Em decorrência deste tipo de visão mais religiosa da vida - e também em conseqüência dos processos ligados aos limites energéticos e ecológicos do planeta - nossa tendência materialista atual sofrerá radical reversão. As pessoas se aperceberão, de modo definitivo, que os bens materiais para além dos indispensáveis não são capazes de trazer os benefícios sugeridos. A corrida consumista acabará. Ser muito apegado aos bens materiais voltará a ser visto como coisa fútil e menor. É provável que uma visão mais clara das questões metafísicas e religiosas trará aos nossos espíritos um certo tipo de alívio e serenidade que desconhecemos.
Desta forma, o trabalho também mudará de conotação. Deixará de ser visto como a maior virtude, como o que de melhor temos para fazer com nossa inteligência, agora entretida com telepatia e também com equipamentos eletrônicos cada vez mais sofisticados e interessantes. A automação diminuirá cada vez mais as oportunidades de trabalho no mundo concreto que nos cerca. É curioso prever que isto coincidirá com as alterações em nossa subjetividade que também trarão um menor apego do homem às coisas materiais e ao trabalho que é o veículo para sua aquisição.

5. Muitos dos bens produzidos em decorrência dos recentes avanços tecnológicos são relacionados com o lazer. E mais do que isto, têm a ver com entretenimentos individuais, solitários. As crianças hoje já se ocupam mais com a televisão e com os computadores do que com as outras crianças - e mesmo com os pais. Este dado objetivo da nossa nova realidade é fundamental, pois finalmente nos permite uma visão individual do ser humano. Sempre nos vimos como uma parte de um todo maior. No amor romântico, éramos a "metade" da laranja. Sempre nos sentimos incompletos e isto nos impediu de nos reconhecermos como inteiros, como unidade. Aprendemos a conceber a salvação com algo que viria de fora, do outro; isto é, que o indivíduo não se resolve em si mesmo.
Num primeiro instante este individualismo crescente apareceu como algo nefasto, como um subproduto negativo, como um alto preço que estávamos pagando pelo nosso progresso tecnológico. Com o passar das décadas, poderemos perceber que estávamos muito enganados. Perceberemos que o individualismo é, em primeiro lugar, nossa verdade maior. Isto nos levará a uma revisão definitiva do fenômeno amoroso tal como o conhecemos. A idéia de fusão de duas criaturas para formar a unidade romântica será facilmente relacionada com um anseio regressivo relacionado com nossa origem - fusão da mãe e seu feto. O amor adulto será respeitoso dos direitos e do modo de ser dos indivíduos. Será próximo do que hoje chamamos de amizade e será muito mais gratificante do que imaginamos.

Perceberemos que o sexo é um fenômeno essencialmente individual e que as práticas que envolvem trocas de carícias não têm a importância que a ele atribuímos.
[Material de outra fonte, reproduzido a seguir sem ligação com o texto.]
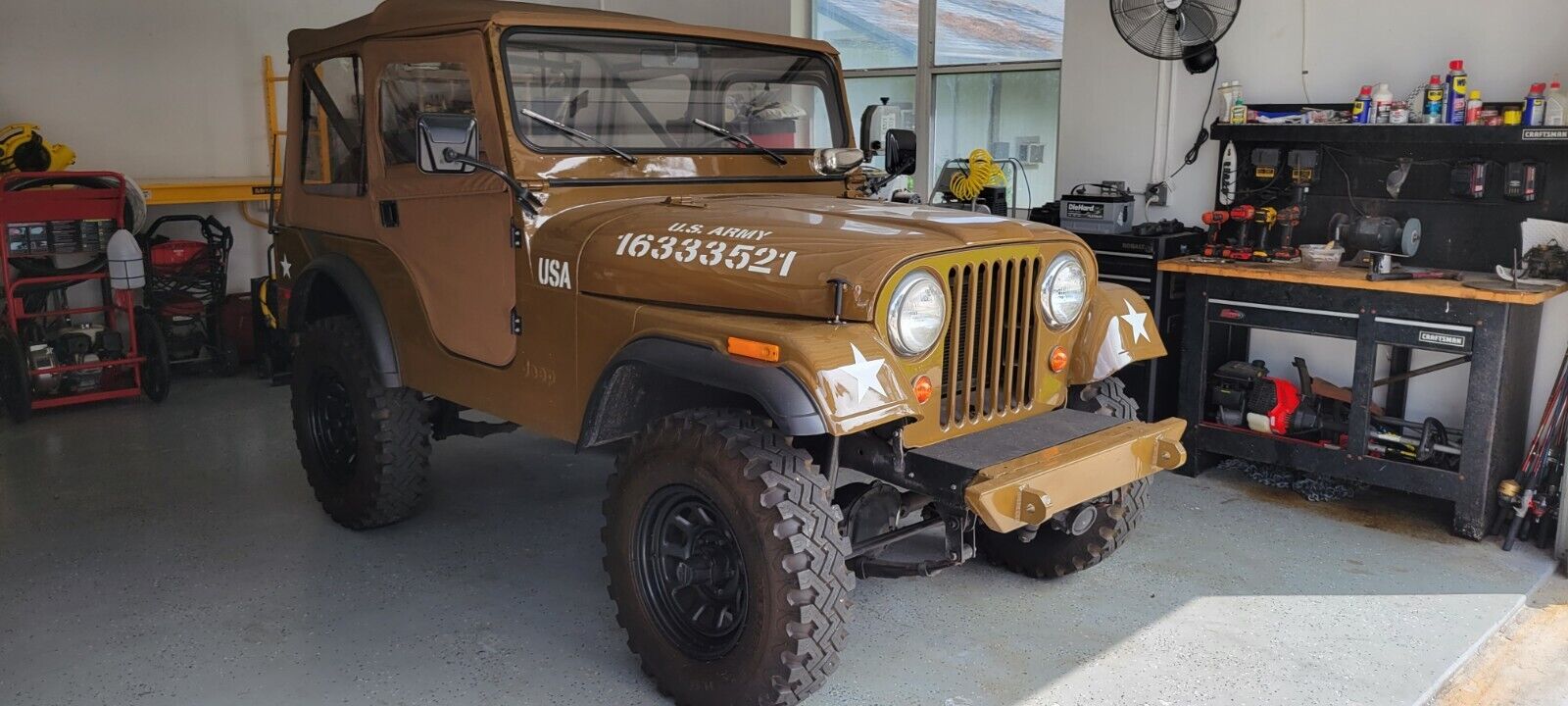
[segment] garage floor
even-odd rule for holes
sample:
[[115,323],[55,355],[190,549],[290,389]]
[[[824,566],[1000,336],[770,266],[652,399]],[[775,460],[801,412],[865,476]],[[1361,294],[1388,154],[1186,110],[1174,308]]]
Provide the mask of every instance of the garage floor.
[[[663,703],[604,591],[607,458],[513,435],[434,464],[420,516],[354,533],[310,497],[284,388],[0,424],[0,703]],[[1380,502],[1160,475],[1082,576],[862,582],[812,703],[1422,701],[1551,566]]]

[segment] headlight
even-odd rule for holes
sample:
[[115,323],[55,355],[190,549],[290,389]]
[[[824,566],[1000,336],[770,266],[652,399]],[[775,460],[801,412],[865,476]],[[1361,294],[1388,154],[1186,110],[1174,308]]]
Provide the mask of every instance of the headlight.
[[919,356],[942,337],[947,318],[947,293],[931,273],[909,273],[892,290],[887,303],[887,336],[900,356]]
[[1073,253],[1058,254],[1046,268],[1046,279],[1040,282],[1040,308],[1046,314],[1046,325],[1055,331],[1071,326],[1083,314],[1087,295],[1083,264]]

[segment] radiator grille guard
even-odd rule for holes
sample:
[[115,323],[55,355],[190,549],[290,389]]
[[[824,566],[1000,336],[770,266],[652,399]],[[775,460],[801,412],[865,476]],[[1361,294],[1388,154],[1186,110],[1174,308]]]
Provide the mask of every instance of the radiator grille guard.
[[1041,257],[997,257],[947,270],[953,311],[942,355],[942,431],[1018,413],[1035,402],[1043,270]]

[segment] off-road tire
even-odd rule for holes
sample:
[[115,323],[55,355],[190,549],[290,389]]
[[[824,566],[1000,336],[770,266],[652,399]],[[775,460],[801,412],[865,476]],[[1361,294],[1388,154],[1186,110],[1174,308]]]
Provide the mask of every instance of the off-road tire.
[[[1074,388],[1068,406],[1118,419],[1138,416],[1137,400],[1127,395],[1126,386],[1116,378]],[[1148,494],[1149,479],[1138,479],[1096,497],[1091,502],[1098,515],[1082,535],[1041,527],[1040,533],[1025,543],[1018,532],[1004,535],[982,524],[975,533],[975,548],[988,562],[1035,579],[1055,579],[1083,571],[1104,562],[1127,541],[1127,535],[1138,526]],[[1077,508],[1073,508],[1069,516]]]
[[[430,471],[423,397],[409,388],[384,388],[365,348],[353,317],[312,322],[299,337],[292,388],[306,479],[326,515],[354,530],[409,518],[425,496]],[[337,413],[328,414],[326,406]],[[321,431],[325,425],[337,433]],[[351,436],[345,439],[342,431]]]
[[[654,420],[610,475],[604,504],[604,568],[627,645],[659,692],[679,706],[793,704],[839,665],[855,577],[842,513],[811,457],[767,420],[740,411],[693,409]],[[723,654],[696,659],[659,623],[638,530],[655,494],[695,489],[734,533],[750,590],[739,637]],[[644,565],[646,566],[646,565]]]

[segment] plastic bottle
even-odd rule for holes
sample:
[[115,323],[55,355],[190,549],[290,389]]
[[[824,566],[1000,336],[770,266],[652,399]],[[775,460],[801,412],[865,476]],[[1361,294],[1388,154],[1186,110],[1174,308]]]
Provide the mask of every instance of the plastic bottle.
[[1469,75],[1465,74],[1465,60],[1449,61],[1449,77],[1443,82],[1443,102],[1447,105],[1443,122],[1450,126],[1465,124],[1465,108],[1469,100]]
[[1358,126],[1372,122],[1372,86],[1361,86],[1356,100],[1350,104],[1350,122]]
[[1546,116],[1543,126],[1562,126],[1563,108],[1568,108],[1568,94],[1563,94],[1563,82],[1552,78],[1546,86]]
[[1427,83],[1427,102],[1421,107],[1422,122],[1443,122],[1443,77],[1432,74]]
[[1524,126],[1546,124],[1546,85],[1530,83],[1530,93],[1524,96]]
[[1377,89],[1372,91],[1372,122],[1388,124],[1392,110],[1394,91],[1388,89],[1388,83],[1378,83]]

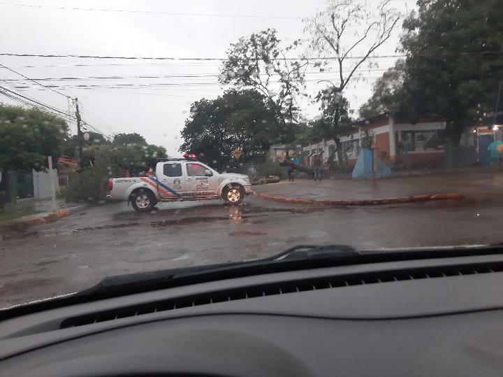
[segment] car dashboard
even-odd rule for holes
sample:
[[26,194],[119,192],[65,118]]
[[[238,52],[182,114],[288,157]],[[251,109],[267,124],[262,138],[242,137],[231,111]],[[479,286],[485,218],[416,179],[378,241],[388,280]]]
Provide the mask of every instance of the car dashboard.
[[500,376],[503,257],[229,278],[0,322],[0,375]]

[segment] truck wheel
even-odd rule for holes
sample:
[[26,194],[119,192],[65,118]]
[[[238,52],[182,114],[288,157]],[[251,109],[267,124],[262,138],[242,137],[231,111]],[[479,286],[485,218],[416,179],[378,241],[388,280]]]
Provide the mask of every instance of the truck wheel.
[[222,192],[222,199],[226,204],[237,206],[245,199],[245,189],[239,185],[229,185]]
[[157,199],[149,190],[139,190],[131,195],[133,208],[137,212],[148,212],[157,204]]

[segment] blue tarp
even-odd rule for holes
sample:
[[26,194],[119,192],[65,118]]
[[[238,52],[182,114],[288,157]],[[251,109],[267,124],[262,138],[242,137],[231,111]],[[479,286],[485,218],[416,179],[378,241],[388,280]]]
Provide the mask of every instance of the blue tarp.
[[[353,169],[353,179],[372,179],[374,152],[370,149],[362,149],[356,164]],[[388,177],[391,175],[391,169],[379,161],[377,163],[377,178]]]
[[503,154],[498,153],[497,151],[497,147],[501,144],[503,144],[503,141],[497,141],[489,144],[488,152],[489,153],[488,162],[490,164],[497,162],[500,158],[503,157]]

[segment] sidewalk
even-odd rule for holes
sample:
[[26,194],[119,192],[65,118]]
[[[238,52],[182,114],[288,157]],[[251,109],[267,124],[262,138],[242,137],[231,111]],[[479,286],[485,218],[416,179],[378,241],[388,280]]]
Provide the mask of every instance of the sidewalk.
[[0,229],[29,226],[48,222],[64,218],[85,208],[85,204],[66,203],[63,199],[56,200],[56,211],[52,212],[50,199],[21,199],[16,204],[6,206],[0,212]]
[[301,179],[254,187],[254,191],[263,199],[270,199],[265,195],[309,201],[373,201],[447,193],[456,193],[458,197],[503,199],[503,173],[479,172],[382,179],[377,180],[377,187],[373,187],[370,180],[327,179],[314,182]]

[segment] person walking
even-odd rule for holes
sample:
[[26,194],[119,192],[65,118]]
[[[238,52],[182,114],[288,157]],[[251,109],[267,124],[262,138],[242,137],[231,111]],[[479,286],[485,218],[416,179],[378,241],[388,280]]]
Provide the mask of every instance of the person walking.
[[293,166],[289,166],[289,182],[293,182]]
[[[323,153],[323,152],[321,152]],[[313,170],[314,171],[314,182],[316,179],[321,180],[321,153],[313,156]]]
Tornar-se-á um fato simples e será praticado entre criaturas de sexo oposto ou do mesmo sexo de acordo com os desejos de cada um. Será visto como algo totalmente isolado do amor, podendo - ou não - a ele se acoplar. A igualdade no modo de ser e de se comportar de homens e mulheres será inevitável, ressalvadas apenas as diferenças que são da biologia. Viveremos a igualdade possível para criaturas desiguais.
A vaidade, ingrediente importante da nossa sexualidade que nos leva a desejar muito o destaque e o exibicionismo de todo o tipo, será melhor entendida, de modo que ficará essencialmente relacionada com nossas funções corpóreas. A vaidade intelectual, que tanto mal tem feito ao nosso modo de pensar, será desprezada e rejeitada como o pior dos males. O controle sobre essa vaidade nociva será outro ingrediente que, junto com a diminuição do materialismo, tenderá para conduzir as pessoas numa direção de menos disputa e mais companheirismo. Os prazeres intelectuais crescerão juntamente com a espiritualidade e o ressurgimento das artes. Será, porém, livre deste danoso ingrediente da vaidade.

6. Talvez a mudança mais inesperada e radical que as décadas vindouras irão assistir seja aquela relacionada com o pensamento - e com a prática - moral. Vivemos sob o domínio de um modo de pensar que atribui à generosidade o papel de virtude, sendo o egoísmo o vício. Sabemos que a humanidade se divide essencialmente entre estes dois tipos, onde predomina uma ou outra destas posturas. A proporção das pessoas desta ou daquela forma é mais ou menos a mesma, distribuída igualmente entre os sexos. Egoístas se alimentam das dádivas dos generosos. Estes se sentem melhores e superiores por causa disso. Os primeiros se sentem espertos e um tanto humilhados com seu procedimento, que é típico das crianças ainda fracas e dependentes. Na realidade, compõe-se uma espécie de recíproca dependência, uma vez que os que se dispõem a dar mais do que recebem necessitam deste tipo de auto-afirmação. Alianças deste tipo se estabelecem no amor e também nas relações profissionais.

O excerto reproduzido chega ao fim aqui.